By Nathan Ladwig
The Tridentine Mass, also known as the Extraordinary Form of the Roman Rite or just “The (Traditional) Latin Mass”, was instituted after the Council of Trent in 1570 following major revisions to the Roman Missal. These changes to the liturgy during this time of Counter-Reformation in the Catholic Church were established to standardize widely varying liturgical practices and traditions across the Catholic World. These changes also prevented any protestant ideas or customs from being introduced into the Mass during the surge of the Protestant Reformation.
The Tridentine Mass was by far the most widely practiced in Catholicism until the formula for Mass changed in 1969 after the Second Vatican Council. This changed instituted the Novus Ordo Mass, or the Mass of Paul VI, or the Mass in the Vernacular. While the Tridentine Mass is still practiced in some parishes, the Novus Ordo Mass is celebrated much more frequently in Catholic Churches across the globe. Many parishes switched over to celebrating the Novus Ordo Mass to improve their congregations’ understanding of the liturgy and to enact revisions to the Celebration of the Mass that had been encouraged in previous decades.
Although they follow a similar liturgical structure, there are many differences between the Tridentine Mass and the Novus Ordo Mass. The first and most obvious difference between the masses is that the Tridentine Mass is always said in ecclesiastical Latin, while the Novus Ordo Mass is often said in the majority language of the parish: English for Masses in America parishes usually, Italian for Masses in Italy, and so forth.
The direction that the priest celebrates Mass is also a large difference between the Masses. In the Novus Ordo Form, the celebrant faces versus populum, or towards the people, while in the Tridentine Form, he faces ad orientem, towards the altar with his back towards the congregation.
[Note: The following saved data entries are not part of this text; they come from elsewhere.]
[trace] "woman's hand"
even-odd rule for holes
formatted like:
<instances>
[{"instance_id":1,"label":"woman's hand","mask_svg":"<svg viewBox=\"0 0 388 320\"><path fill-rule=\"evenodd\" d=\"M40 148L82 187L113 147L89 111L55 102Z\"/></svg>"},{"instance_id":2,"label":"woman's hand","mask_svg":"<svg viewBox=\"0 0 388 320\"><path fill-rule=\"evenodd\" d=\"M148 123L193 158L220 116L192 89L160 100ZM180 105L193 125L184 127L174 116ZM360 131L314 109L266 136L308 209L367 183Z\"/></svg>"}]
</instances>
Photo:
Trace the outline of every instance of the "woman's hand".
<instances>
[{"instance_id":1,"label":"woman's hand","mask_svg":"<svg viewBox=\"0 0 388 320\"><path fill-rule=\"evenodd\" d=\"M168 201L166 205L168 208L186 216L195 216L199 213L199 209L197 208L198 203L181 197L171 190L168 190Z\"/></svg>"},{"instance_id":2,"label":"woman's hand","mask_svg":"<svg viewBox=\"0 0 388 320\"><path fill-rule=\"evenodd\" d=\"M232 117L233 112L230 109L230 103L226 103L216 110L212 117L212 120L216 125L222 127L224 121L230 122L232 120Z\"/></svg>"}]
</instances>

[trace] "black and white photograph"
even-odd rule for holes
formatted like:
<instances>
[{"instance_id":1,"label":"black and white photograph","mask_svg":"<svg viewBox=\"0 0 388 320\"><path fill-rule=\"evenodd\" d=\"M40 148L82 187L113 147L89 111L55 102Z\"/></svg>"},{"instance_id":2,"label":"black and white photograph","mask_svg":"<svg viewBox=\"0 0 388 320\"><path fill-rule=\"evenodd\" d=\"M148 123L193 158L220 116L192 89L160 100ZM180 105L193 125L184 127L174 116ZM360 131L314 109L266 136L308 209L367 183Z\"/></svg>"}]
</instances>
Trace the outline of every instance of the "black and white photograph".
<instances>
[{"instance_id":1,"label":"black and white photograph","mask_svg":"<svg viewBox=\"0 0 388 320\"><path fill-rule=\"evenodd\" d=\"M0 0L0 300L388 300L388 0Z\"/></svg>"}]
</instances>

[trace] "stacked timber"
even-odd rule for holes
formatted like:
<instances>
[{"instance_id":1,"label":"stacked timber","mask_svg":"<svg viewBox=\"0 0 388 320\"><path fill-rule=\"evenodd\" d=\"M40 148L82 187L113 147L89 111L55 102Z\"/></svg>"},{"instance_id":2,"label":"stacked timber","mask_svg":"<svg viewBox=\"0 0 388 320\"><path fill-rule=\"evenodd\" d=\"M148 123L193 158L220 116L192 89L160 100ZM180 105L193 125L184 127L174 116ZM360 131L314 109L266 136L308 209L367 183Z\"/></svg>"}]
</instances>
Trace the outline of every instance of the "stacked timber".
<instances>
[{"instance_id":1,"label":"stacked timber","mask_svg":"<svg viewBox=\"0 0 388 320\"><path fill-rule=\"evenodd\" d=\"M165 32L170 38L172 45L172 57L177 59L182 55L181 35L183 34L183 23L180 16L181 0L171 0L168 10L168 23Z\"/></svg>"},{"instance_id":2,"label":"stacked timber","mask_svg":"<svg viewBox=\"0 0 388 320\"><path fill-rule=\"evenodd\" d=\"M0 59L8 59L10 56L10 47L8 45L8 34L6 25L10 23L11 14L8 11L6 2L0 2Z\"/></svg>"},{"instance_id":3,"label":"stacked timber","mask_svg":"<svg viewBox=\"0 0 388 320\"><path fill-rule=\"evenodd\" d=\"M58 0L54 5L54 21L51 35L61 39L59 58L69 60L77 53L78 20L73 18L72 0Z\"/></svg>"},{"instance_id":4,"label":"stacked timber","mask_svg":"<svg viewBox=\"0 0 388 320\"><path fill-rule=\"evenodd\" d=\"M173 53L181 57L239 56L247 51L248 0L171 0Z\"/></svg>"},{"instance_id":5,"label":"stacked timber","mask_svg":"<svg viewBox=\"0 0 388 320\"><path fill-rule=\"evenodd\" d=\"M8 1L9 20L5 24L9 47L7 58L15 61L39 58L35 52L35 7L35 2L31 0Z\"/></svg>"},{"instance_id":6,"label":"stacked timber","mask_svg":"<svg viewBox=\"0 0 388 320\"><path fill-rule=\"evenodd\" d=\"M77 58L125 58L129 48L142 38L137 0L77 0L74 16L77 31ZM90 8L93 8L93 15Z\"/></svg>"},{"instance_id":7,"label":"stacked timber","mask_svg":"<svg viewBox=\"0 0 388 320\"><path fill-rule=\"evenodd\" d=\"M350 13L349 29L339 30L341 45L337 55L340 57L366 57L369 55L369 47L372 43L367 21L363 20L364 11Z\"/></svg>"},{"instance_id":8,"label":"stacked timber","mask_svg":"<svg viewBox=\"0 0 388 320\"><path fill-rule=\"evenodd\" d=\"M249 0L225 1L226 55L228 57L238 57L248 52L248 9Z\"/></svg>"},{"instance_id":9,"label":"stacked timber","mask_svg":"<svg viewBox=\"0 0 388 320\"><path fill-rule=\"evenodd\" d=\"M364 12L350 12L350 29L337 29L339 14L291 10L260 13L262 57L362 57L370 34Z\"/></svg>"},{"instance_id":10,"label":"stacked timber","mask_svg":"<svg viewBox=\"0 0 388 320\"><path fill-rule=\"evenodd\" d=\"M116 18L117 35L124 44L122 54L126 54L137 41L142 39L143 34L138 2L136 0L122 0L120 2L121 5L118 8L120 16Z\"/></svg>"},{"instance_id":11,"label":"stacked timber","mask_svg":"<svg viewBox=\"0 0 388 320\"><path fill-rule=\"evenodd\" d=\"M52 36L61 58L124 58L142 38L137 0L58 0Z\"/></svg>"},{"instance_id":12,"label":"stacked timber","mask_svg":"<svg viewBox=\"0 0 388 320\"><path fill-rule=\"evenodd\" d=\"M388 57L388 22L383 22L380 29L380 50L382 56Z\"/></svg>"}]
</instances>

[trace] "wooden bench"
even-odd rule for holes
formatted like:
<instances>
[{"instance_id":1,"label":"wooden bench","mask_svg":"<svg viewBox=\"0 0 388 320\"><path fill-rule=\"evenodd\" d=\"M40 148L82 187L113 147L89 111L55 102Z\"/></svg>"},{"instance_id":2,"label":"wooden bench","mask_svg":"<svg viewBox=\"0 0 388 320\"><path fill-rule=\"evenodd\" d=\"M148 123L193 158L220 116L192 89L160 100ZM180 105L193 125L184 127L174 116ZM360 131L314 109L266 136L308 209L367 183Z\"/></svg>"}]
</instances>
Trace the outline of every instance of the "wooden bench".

The position of the altar is usually also changed, with Tridentine Masses usually being held in parishes that have a high altar, or an altar that is right up against the back of the church.
In addition, the role of the Laity is reduced in Tridentine Masses. While they often recite or sing responses back to the celebrant in the Novus Ordo Mass, the laity in the Tridentine Mass only verbally participate in the singing of the processional and recessional hymns, and sometimes Communion hymns as well. The role of Altar Servers and Deacons is increased to reciting all of these responses (in Latin!) to the Priest for the rest of the parishioners. Altar Servers are additionally almost always males in the Tridentine Form, as their role was inherently tied to the potentiality of Priesthood.
While participants in the Novus Ordo Mass can receive communion standing and in their palms before placing it in their mouths, those attending the Tridentine Form must kneel at an altar rail and receive communion on the tongue, where the celebrant places it into their mouths without the recipient touching the Most Sacred Body of Christ before they consume it. There are many other distinguishments between the Tridentine Form and the Novus Ordo, but these are the major differences between the two.
Personally, I was raised on the Latin Mass, and served as an Altar Boy for almost a decade. My family and I went almost every Sunday to a Latin Mass until I got into high school. We still went to daily masses in English, but the Latin Mass was precious to us, and we would go if given the chance. I always find the Tridentine Form more solemn and respectful, and there is ample time during the liturgy to just sit in silence to pray. The pacing of the Latin Mass, although slow, has a methodical and calming effect, and even though it is celebrated in a dead language, I feel more connected to the Catholic Church as a whole while participating in a Mass that is said in Latin everywhere it is celebrated.
I would suggest that every Catholic should go to a Tridentine Form Mass at least once, not only to see if they are more spiritually touched by the Mass, but also to see a Form of Catholic Liturgy that has been celebrated for over four hundred and fifty years!